On 8 July 2012 21:14, la .lindar.
*Regardless* of the arguments, I'm staunchly against it precisely for the fact that people will *use* it. Regardless of whether or not *I* have to use it, *other* people will, which means that *I* have to learn to read it. Therefore, it *does* affect me, even if I *do* choose to use the original sumti connectives. Therefore, I will always veto this idea every time forever.
That being said, I will gladly bring it to Robin's attention, who I presume will laugh and say, "Fuck no.", but very well may not.
I'm not proposing a change in the language, not yet, anyway. I'm using this as a case study to find out the *purely technical* problems this kind and magnitude of change would cause, especially at the level of my present parser framework.
Using a parser as the basis for various linguistic tools can simplify many tasks, e.g,, syntax sensitive re-coding. It turned out to be a trivial task to add an official-to-mad coder process to my parser, and adding a mad-to-official coder is just mechanical work now that the basis for re-coding is there.
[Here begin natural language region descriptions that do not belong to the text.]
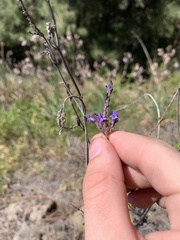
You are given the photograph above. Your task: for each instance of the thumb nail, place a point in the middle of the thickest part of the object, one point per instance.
(95, 148)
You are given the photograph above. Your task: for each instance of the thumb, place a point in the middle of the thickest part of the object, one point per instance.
(104, 192)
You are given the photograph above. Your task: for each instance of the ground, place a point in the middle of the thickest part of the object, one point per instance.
(47, 204)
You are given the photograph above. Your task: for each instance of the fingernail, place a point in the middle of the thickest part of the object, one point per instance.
(95, 148)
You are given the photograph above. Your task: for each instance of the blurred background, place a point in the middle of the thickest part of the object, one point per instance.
(134, 43)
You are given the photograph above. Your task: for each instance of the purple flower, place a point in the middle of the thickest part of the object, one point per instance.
(115, 118)
(100, 119)
(109, 87)
(91, 118)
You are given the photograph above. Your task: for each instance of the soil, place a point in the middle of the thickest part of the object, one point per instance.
(44, 201)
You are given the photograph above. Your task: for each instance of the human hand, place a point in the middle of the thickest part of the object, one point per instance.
(124, 163)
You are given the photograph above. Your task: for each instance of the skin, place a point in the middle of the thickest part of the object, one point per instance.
(122, 164)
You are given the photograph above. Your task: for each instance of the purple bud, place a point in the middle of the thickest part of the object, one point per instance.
(115, 117)
(101, 118)
(91, 118)
(109, 87)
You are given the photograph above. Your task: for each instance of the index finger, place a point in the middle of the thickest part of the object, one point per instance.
(156, 160)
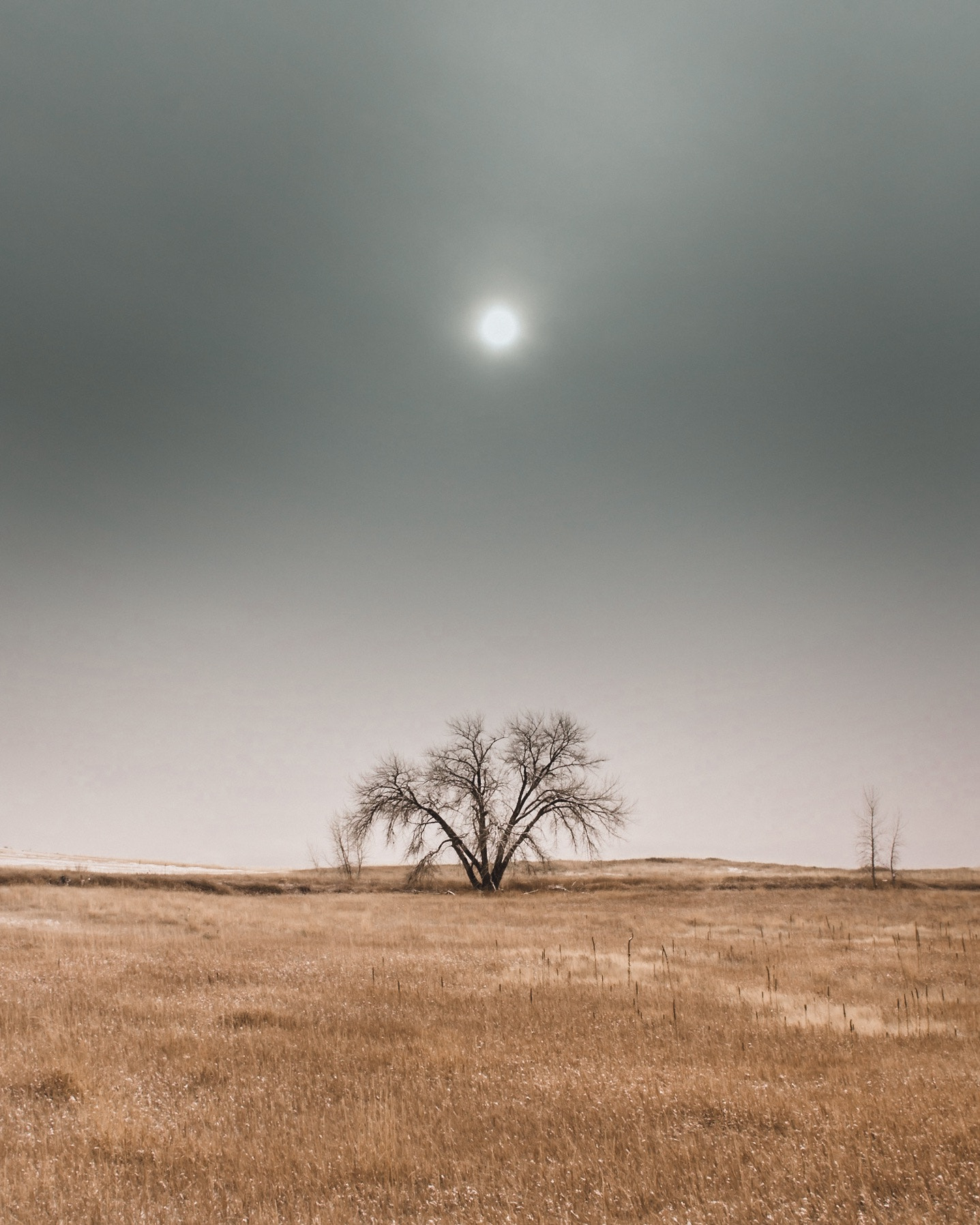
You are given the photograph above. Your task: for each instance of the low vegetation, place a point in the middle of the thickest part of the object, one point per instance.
(632, 1044)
After a two-way re-coding mechanism is available, the parser can be used to ascertain that a supposedly one-to-one change doesn't break anything. The re-coding process doesn't appreciably affect the parsing time, even for Alice the increase is of the order of one second.
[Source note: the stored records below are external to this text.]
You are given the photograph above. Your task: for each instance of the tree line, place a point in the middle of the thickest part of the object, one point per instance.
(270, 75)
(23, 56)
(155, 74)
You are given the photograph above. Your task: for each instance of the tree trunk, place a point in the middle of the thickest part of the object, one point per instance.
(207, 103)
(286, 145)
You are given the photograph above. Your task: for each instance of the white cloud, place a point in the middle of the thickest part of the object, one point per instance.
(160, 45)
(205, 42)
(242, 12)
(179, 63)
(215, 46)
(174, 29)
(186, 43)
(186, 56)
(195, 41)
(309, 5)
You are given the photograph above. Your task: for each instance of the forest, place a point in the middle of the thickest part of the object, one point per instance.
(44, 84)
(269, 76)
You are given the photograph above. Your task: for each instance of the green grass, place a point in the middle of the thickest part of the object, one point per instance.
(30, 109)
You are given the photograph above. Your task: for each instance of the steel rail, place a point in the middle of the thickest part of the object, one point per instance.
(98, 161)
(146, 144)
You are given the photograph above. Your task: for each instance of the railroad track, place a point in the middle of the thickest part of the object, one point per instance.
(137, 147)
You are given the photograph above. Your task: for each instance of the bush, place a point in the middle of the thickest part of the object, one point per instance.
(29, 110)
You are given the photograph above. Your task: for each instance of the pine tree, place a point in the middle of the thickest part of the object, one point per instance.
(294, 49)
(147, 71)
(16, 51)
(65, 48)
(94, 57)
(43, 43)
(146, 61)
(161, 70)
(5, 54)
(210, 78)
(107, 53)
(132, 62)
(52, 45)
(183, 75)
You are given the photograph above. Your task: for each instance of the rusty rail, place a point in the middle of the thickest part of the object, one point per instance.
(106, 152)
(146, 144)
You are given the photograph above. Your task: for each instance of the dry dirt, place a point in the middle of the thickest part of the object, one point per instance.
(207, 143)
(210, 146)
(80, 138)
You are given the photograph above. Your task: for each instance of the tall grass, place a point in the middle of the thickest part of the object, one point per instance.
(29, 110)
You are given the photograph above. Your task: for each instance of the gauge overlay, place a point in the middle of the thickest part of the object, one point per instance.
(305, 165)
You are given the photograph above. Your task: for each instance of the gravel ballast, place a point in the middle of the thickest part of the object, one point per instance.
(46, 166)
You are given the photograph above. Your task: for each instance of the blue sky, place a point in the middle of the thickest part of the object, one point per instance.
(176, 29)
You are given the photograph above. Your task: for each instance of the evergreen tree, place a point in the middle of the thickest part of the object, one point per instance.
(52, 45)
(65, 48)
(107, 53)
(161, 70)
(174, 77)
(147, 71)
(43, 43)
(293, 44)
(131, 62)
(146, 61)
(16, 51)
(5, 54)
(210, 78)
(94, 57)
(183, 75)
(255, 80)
If we ever get so far that we are seriously considering moving on from the baseline, we need tools like this to study the effect of the proposed changes. I also think that before that stage it would be quite useful and wise to do various kinds of hypothetical case studies, which would help to chart the territory. It is well nigh impossible to say anything definite on the basis of a few hand-crafted examples. A proposed change may look good in theory but turn out to be a flop in practice, and vice versa. Pushing sections of the existing corpus through an automatic coder and looking at the result will tell a lot more about various aspects (intelligibility, learnability, aesthetics &c.) and perhaps help to overcome prejudices concerning a proposed change, both pro and con, that is.